The biphobia that comes from within LGBT+ spaces is even more surprising as it comes from this community that has fought incredibly hard to break free from heteronormative structures and boxes, only to create homonormative structures and boxes for others.
Biphobia, wherever it comes from, has severe consequences for our community.
Bisexual women face a disproportionate risk of domestic violence. With 75% of bisexual women having had violent partners in comparison to 46% of lesbian women and 43% of straight women. If reports of recent events with Amber Heard, ex-wife of Johnny Depp are true, it’s a clear illustration that not only are we more at risk of domestic violence but our sexuality is often portrayed as a reason to excuse this abuse.
The bisexual community as a whole is at an elevated risk of substance abuse, mental health problems and suicide.

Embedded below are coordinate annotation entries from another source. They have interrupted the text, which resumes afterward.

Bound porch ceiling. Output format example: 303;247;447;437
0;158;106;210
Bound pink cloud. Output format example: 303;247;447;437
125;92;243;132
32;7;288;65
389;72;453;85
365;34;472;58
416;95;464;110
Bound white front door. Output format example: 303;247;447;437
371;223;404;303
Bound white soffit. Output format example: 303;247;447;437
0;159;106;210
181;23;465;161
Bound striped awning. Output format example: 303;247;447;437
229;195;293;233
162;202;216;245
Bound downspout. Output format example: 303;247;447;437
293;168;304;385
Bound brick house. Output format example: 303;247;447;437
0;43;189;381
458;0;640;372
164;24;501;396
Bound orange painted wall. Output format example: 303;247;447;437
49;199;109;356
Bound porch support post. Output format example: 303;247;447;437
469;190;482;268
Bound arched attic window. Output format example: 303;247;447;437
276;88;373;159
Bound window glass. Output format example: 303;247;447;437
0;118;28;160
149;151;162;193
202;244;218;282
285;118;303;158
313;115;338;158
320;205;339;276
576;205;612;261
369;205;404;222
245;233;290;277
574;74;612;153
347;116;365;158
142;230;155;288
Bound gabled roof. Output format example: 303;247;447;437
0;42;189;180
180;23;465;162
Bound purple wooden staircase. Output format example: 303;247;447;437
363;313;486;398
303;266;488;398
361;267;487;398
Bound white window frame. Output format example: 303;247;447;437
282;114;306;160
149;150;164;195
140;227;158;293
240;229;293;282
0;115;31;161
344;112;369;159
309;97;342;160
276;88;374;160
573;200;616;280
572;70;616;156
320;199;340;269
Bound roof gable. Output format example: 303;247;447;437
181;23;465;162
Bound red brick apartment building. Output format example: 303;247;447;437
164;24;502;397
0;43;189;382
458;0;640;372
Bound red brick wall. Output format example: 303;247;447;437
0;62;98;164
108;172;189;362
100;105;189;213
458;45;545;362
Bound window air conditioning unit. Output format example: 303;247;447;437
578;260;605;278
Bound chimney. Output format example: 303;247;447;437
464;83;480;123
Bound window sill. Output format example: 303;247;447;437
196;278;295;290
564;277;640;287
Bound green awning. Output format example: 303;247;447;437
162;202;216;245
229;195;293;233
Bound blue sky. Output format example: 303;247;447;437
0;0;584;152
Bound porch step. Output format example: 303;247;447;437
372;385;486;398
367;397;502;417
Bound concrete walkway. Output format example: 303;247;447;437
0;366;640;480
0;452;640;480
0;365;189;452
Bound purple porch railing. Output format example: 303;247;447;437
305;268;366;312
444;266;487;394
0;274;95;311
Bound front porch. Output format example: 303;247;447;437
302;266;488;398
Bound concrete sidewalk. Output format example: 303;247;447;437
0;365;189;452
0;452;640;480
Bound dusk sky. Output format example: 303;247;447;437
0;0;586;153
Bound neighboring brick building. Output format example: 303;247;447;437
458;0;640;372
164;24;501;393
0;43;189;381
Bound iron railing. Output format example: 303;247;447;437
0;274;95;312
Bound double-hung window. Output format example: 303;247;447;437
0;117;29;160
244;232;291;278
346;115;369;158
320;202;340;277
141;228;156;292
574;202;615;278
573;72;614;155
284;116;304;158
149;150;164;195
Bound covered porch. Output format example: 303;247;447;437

That’s what makes bisexuality visibility day so important, we won’t be able to truly fix these problems affecting our community if we are a silent and invisible majority. We simply aren’t yet in a place where we can be quiet about our existence. Bisexual visibility day is about giving our community a voice, a day we come together to say loudly and proudly that we are bisexual and that we really do exist.
As well as challenging biphobia and the impact this has on our community, bisexuality visibility day is also a celebration. It’s a celebration of the diversity of the LGBT+ community, but more than that it’s a celebration of our bisexual community.
The bisexual community has come to encompass a wide range of sexualities such as pansexual and queer people. Bisexual has become an umbrella term for people who simply don’t love one specific group. Most impressive of all, we’ve empowered ourselves to define bisexuality on our own terms. Bisexual now means more than simply attraction to two binary gender identities. Robyn Ochs described what bisexuality has come to mean perfectly, "I call myself bisexual because I acknowledge that I have in myself the potential to be attracted — romantically and/or sexually — to people of more than one sex and/or gender, not necessarily at the same time, not necessarily in the same way and not necessarily to the same degree." Bisexual people are unique in that we have the ability to love without the limits of gender.
So we’re writing this to say we are so proud of our community and what we can achieve. Join us in celebrating it not just once a year, but every day.